Logistic Regression

../../_images/logisticNode.png

The Clario Logistic Regression node uses logistic regression to build a model for a binary (2 class) dependent attribute. The model outcome is a prediction of the likelihood of belonging to the success value.

Configuration

The Logistic Regression node has three configuration tabs, Dependent Attribute, Weight Attribute, and Predictor Attributes.

Dependent Attribute Tab

../../_images/logisticRegression_dependentAttributeTab.png

Select the dependent attribute from the Available Attributes and drag and drop it into the Dependent Attribute area (required). This attribute cannot be null or have more than two distinct values.

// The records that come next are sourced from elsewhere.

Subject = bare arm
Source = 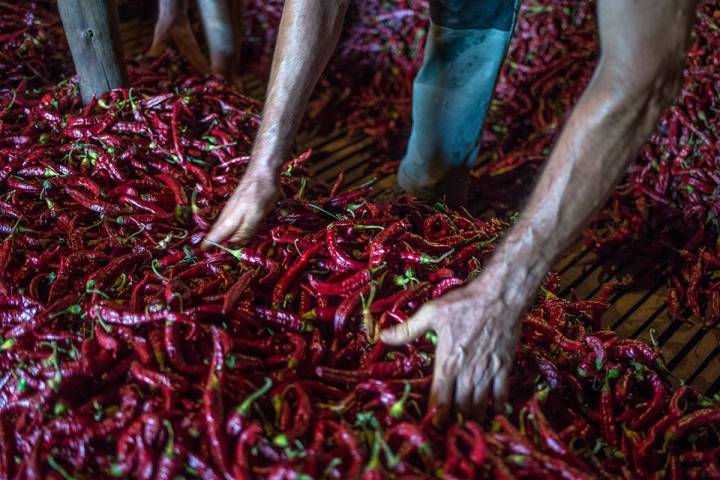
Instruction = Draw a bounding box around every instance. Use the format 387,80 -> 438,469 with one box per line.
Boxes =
383,0 -> 696,415
207,0 -> 349,246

Under Settings, enter both Success and Failure values for the dependent attribute. Next, choose the Attribute Selection Method. Choices for the Attribute Selection Method are None and Stepwise. If Stepwise is chosen, two additional parameters appear that need to be defined: the ‘Maximum p to Enter’ and ‘Minimum p to Remove’ values.

Weight Attribute Tab

../../_images/logisticRegression_weightAttributeTab.png

If the incoming data set is weighted, drag and drop the weight attribute into the Weight Attribute Field. The weight attribute must be a non-zero integer value.

Predictor Attributes

../../_images/logisticRegression_predictorAttributesTabNone.png

Select the desired predictor attribute(s) by dragging and dropping them from the Available Attributes box to either the Force-Entry Attributes or the Candidate Attributes box.

If Selection Method is ‘None’ in the Dependent Attribute tab, attributes must be selected for entry into the model. At least one attribute must be placed into the Force-Entry Attributes box.

../../_images/logisticRegression_predictorAttributesTabStepwise.png

If the Selection Method is ‘Stepwise’, attributes may be chosen as Candidates or be selected for Force-Entry into the model. At least one attribute must be placed into either the Force-Entry or Candidate Attributes box.

Results

There is one results set with four different tabs (Response Profile, Detailed Results, Step History, and Model Equation) for the Logistic Regression node. When Attribute Selection Method is set to None, the Step History Tab is omitted in the results set.

Response Profile Tab

../../_images/logisticRegression_responseProfileTab.png

This tab contains statistics such as Success Frequency, Failure Frequency, Missing number of rows, Success Weight, and Failure Weight.

Detailed Results Tab

../../_images/logisticRegression_detailedResultsTab.png

This tab contains various statistics, including Global Fit Statistics, Model Fit Statistics (AIC, SC, and -2*Log Likelihood), and Analysis of Maximum Likelihood Estimates for each parameter (Degrees of Freedom, Chi-square, Standard Error, Standardized Coefficient, Model Contribution, Chi-square, and p-value).

Step History Tab

../../_images/logisticRegression_stepHistoryTab.png

This tab (for stepwise method only) contains one row of data for each step in the model building process. Each step lists the attribute entered or removed at that step along with the resulting model Chi-squared value.

Model Equation Tab

../../_images/logisticRegression_modelEquationTab.png

This tab contains the model equation for the logistic regression. This code can be copied and pasted into the Code Editor of a Transform node.

Output Stream

The output stream contains three attributes: Component, Description, and Value. If the Logistic Regression results are written to a file to be used in a scoring application, make sure ‘Full Precision’ is selected as the number format to avoid truncation of model coefficients.

Below is an example of an output stream from Logistic Regression.

COMPONENT,DESCRIPTION,VALUE
ModelType,LOGISTIC,
InterceptCoefficient,,-24.4077
Coefficient,pub_priv,5.007
Coefficient,sat_v,0.0157
Coefficient,hstop25,-0.003
Coefficient,sat_m,0.0083
Coefficient,admit_rate,2.0278
Coefficient,fac_phd,0.0289
Coefficient,admits,0.0006
Coefficient,app_rec,-0.0003
InterceptStandardCoefficient,,0
StandardCoefficient,pub_priv,1.5307
StandardCoefficient,sat_v,0.5957
StandardCoefficient,hstop25,-0.0401
StandardCoefficient,sat_m,0.3677
StandardCoefficient,admit_rate,0.1924
StandardCoefficient,fac_phd,0.3222
StandardCoefficient,admits,1.0863
StandardCoefficient,app_rec,-0.8239
DependentAttribute,tuit_binary,
DependentSuccessType,STRING,
DependentSuccessValue,1,